Frasi scontate, dette con la povertà d’animo di chi non merita neanche il tempo di un pensiero fugace. Inutili macigni gettati sulla vita di una persona, rompendo quel superficiale stato di tranquillità. Parole pesanti, scritte a grandi lettere e ritagliate dalle prime pagine dai quotidiani il lunedì mattina. Frasi dette e ridette, ripetute all’infinito e riempite con vocaboli alla moda come ubriaco, ammazzare qualcuno, morte annunciata.
Questo è quello che diceva la gente, annunciando inconsapevoli un destino già scritto.
In un giorno d’estate, uno di quei giorni in cui non fa mai giorno, ha voluto sfidare il suo segreto, fingendo che non fosse reale. Un giro in macchina, facendo quello che amava di più nella vita, sentirsi libero.
Era solo in macchina quando si è addormentato andando fuori strada. Si è schiantato nel freddo cemento di un viadotto. E solo è rimasto, fino a quando lo hanno trovato, avvolto dalle lamiere.
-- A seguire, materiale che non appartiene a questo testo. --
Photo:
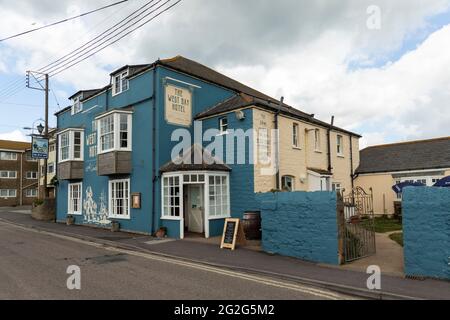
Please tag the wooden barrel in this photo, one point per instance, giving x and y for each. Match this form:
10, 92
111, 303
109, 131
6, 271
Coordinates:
252, 225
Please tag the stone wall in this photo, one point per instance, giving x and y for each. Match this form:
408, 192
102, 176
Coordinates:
426, 224
301, 225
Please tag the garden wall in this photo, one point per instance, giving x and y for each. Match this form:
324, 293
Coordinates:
300, 224
426, 228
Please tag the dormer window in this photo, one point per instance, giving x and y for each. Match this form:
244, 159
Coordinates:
77, 106
120, 83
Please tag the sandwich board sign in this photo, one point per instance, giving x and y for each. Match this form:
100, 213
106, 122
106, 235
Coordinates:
232, 233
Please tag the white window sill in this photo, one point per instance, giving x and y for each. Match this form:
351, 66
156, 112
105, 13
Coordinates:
219, 217
171, 218
120, 217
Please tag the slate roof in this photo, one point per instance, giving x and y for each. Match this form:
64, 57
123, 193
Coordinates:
245, 95
14, 145
407, 156
187, 162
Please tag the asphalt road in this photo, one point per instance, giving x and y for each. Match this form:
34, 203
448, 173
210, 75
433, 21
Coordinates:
33, 265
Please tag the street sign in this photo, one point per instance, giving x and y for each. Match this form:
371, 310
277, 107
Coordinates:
39, 148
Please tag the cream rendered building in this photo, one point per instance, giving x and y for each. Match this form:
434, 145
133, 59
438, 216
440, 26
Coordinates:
383, 166
304, 162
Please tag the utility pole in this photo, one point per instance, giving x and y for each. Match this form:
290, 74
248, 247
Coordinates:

Quando l’ho visto per l’ultima volta, il suo viso non era più quello di tutte le foto, era diverso. Non più tirato, nervoso, accigliato; con le labbra strette come per trattenersi nel dire qualcosa. Quando l’ho visto per l’ultima volta il suo viso era rilassato, felice, in pace con se stesso.
Mi piace pensare che sia morto felice, sorridendo nel sonno, proprio come facciamo tutti quando facciamo un bel sogno. Quando in sogno fantastichiamo di realizzare quello che abbiamo nel cuore, senza che nessuno te lo possa impedire.
Mi piace pensare che stesse sognando di viaggiare libero, senza il suo segreto addosso. Senza preoccupazioni, svincolato da ogni giudizio, libero da qualsiasi pensiero. Senza quel problema che faceva parlare tanta gente. Senza dover sentire ancora una volta, quello che dice la gente.